是夜。
又是一個風平浪靜的夜晚,而今夜的客棧內依舊上演著每一晚都會重複的謙讓時刻。
“哎呀,這不是知更鳥小姐嗎?您請。”
符玄露出謙遜和善的笑容,雙手伸出請知更鳥先行進入安明臥室。
知更鳥同樣露出大明星的標準微笑,“玄兒姐姐這話說的,做妹妹的怎麼敢搶姐姐的位置,還是玄兒姐姐先吧。”
她的笑容完美到無可挑剔,尾音拖的綿軟可愛,讓人聽到後好像身子都變的酥軟,就是感覺有點鳥裡鳥氣的。

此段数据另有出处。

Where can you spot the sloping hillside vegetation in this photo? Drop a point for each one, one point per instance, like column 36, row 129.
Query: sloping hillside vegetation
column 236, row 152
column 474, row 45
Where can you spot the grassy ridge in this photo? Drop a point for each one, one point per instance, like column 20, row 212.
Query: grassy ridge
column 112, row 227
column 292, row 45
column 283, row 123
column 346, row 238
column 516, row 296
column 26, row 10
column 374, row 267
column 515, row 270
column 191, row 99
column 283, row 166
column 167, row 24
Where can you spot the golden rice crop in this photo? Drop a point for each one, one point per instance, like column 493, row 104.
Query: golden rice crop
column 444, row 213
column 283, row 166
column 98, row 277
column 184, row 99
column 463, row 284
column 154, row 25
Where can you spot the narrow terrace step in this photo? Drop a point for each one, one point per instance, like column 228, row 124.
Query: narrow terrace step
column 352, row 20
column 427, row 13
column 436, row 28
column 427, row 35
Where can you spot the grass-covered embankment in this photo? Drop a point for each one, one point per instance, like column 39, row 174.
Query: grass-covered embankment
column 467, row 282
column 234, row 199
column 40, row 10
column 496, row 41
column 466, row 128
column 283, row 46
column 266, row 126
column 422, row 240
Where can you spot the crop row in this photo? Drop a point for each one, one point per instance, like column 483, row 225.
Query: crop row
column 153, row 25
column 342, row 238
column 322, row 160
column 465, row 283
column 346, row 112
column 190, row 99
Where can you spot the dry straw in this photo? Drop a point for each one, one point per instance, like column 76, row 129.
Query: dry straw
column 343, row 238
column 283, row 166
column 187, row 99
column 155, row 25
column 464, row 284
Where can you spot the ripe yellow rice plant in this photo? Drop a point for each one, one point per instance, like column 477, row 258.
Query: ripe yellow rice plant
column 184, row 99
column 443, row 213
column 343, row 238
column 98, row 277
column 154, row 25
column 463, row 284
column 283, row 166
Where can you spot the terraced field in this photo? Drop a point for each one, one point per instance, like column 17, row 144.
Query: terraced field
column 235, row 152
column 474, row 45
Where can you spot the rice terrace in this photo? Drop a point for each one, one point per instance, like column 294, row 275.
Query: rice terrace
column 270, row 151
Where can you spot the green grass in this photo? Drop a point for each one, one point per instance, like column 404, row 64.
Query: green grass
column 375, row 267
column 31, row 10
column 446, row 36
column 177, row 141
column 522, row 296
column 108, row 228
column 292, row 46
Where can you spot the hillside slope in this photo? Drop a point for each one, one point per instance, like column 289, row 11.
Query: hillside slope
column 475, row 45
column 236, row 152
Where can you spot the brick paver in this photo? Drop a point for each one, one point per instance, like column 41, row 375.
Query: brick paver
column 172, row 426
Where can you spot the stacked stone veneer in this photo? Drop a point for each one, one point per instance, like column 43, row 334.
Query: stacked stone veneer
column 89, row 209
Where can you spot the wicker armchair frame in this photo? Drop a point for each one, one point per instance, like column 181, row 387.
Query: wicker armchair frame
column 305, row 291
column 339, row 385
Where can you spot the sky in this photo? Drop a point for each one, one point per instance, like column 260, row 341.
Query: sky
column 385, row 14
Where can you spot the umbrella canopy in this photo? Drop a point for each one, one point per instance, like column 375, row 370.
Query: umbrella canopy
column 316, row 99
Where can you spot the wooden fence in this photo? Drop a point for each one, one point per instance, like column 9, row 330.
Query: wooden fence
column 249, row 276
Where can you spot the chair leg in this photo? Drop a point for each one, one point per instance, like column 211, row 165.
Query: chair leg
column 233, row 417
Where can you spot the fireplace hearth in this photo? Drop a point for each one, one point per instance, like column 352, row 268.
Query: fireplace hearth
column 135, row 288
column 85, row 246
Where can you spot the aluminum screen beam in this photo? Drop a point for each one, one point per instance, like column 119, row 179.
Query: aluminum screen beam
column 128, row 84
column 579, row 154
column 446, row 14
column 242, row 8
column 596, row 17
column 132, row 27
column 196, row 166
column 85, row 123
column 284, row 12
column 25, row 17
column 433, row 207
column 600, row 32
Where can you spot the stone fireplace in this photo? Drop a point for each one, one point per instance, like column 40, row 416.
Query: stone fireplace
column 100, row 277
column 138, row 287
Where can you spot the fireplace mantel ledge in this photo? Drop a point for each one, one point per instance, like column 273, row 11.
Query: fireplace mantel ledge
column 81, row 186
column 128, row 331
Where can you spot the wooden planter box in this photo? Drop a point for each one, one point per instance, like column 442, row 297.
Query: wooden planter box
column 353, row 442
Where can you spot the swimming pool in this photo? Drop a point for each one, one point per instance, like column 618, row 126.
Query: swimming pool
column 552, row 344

“知更鳥妹妹的歌喉怕是連仙人聽了都要羞赧,怕是要讓相公等急了。”
“玄兒姐姐說笑了,誰不知太卜大人的卜算之法冠絕羅浮?想來此間景色早已提前預知了吧。”
在兩人相互“謙讓”的時刻,聰明絕倫的三月七站了出來大喊一聲:“咱來!”都是老夫老妻了這種時候還在這裡裝什麼清純,不像是戀愛專家三月七,安明隻要露頭就秒,至於是哪個頭就不方便細說了。
雄姿英發的三月七女士探頭進去就看到了站在床鋪中央緩緩拔出手中詔刀順便展開忘川的黃泉。
三月七:“?”
僅僅一瞬間,汗水浸透了三月七的後背,她直接伸手將符玄和知更鳥擁至身前,露出謙讓的表情說:“我才是妹妹,二位姐姐先來吧還是!”
這這這對嗎?不是說好修羅場已經是過去式了?怎麼都已經輪到在床鋪上展開領域了?那以後是不是睡覺前都要先在床鋪上進行一場令使領域級彆的較量,隻有勝者才配享用安明的前半夜。
真的不是三月七慫了,主要是她的欲望根本沒有那麼強烈,壓根兒就不屑於和她們搶奪安明,偷家什麼的更是尤其不屑。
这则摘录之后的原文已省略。